The West Coast's whooping cough (pertussis) outbreak continues, despite health authorities offering free booster vaccines to some adults.
Between May 1 and September 30, the Coast had 201 notifications of suspected whooping cough - 26 more suspected cases than the previous week.
To date, 90 have been confirmed.
The outbreak remains centred on Westland, with most cases occurring in children.
Health authorities last week announced free booster vaccines would be available through general practices to health care and early childhood education staff, along with parents of babies under the age of six months.
West Coast Medical Officer of Health Dr Cheryl Brunton said the very young were the most vulnerable to becoming seriously ill.
"We are asking those who most commonly come into contact with this vulnerable group to protect them by having the booster vaccine themselves."
The booster vaccine was also available for other adults who felt they might need it, but they would have to pay.
Whooping cough immunity wanes with age, so older people can contract it and pass it on to others even if they have been immunised or had the disease as a child.

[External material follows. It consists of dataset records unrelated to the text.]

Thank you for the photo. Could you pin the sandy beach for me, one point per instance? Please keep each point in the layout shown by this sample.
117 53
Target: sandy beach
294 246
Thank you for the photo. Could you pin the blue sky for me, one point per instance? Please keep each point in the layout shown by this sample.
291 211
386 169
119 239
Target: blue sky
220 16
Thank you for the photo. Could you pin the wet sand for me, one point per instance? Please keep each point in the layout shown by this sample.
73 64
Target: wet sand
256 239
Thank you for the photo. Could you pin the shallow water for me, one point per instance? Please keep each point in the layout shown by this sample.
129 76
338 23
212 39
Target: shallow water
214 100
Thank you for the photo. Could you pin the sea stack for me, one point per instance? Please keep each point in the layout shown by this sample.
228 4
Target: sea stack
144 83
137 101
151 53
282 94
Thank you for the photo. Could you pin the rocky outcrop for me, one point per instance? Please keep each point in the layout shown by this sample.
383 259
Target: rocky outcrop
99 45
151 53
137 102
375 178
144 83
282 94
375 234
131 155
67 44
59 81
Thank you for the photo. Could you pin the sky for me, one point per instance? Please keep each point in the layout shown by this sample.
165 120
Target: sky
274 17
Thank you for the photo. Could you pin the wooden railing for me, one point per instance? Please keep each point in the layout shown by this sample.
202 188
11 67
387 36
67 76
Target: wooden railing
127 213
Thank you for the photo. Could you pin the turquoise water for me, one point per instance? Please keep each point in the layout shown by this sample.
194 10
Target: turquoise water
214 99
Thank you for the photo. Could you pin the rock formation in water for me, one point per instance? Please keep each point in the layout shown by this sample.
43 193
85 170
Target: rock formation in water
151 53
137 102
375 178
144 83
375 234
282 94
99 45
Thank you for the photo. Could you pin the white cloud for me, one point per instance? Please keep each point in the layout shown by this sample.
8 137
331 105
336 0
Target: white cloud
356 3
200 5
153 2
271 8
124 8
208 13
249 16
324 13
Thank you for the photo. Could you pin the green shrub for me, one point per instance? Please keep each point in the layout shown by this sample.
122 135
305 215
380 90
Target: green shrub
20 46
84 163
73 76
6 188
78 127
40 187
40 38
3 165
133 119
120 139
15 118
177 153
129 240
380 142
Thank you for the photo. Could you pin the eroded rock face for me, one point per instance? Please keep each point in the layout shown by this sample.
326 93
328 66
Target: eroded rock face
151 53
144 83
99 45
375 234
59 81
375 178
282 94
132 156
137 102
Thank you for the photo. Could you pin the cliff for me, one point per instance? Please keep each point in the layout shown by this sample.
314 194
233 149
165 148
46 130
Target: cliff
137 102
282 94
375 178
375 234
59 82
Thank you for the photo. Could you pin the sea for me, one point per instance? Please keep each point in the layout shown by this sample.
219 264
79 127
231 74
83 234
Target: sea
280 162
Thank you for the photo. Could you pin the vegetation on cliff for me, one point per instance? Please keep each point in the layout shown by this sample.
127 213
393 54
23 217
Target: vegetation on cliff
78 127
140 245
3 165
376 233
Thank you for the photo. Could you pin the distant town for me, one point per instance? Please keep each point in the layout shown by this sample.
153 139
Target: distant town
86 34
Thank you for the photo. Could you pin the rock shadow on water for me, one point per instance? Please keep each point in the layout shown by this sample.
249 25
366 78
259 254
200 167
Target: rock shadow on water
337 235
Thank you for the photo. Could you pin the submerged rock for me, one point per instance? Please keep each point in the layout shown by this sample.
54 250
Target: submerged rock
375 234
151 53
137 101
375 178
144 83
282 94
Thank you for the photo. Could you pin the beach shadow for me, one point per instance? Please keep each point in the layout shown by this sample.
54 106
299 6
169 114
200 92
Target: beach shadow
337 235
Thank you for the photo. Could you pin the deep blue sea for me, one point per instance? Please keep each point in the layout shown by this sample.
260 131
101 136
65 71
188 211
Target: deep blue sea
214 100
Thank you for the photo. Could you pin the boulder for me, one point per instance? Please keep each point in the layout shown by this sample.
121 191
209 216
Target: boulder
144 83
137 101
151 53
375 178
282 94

Dr Brunton urged parents to keep children home from school or preschool and to stay at home from work themselves, if they developed a persistent cough.
"The incubation period for pertussis ranges from 5-21 days. So if someone goes to work, school or pre-school with a persistent cough, by the time they find out they have pertussis the damage has probably been done as far as spreading it to other children and workmates."
She would contact schools and early childhood centres outside the Westland district, to advise them of the precautions they should take next term, she said.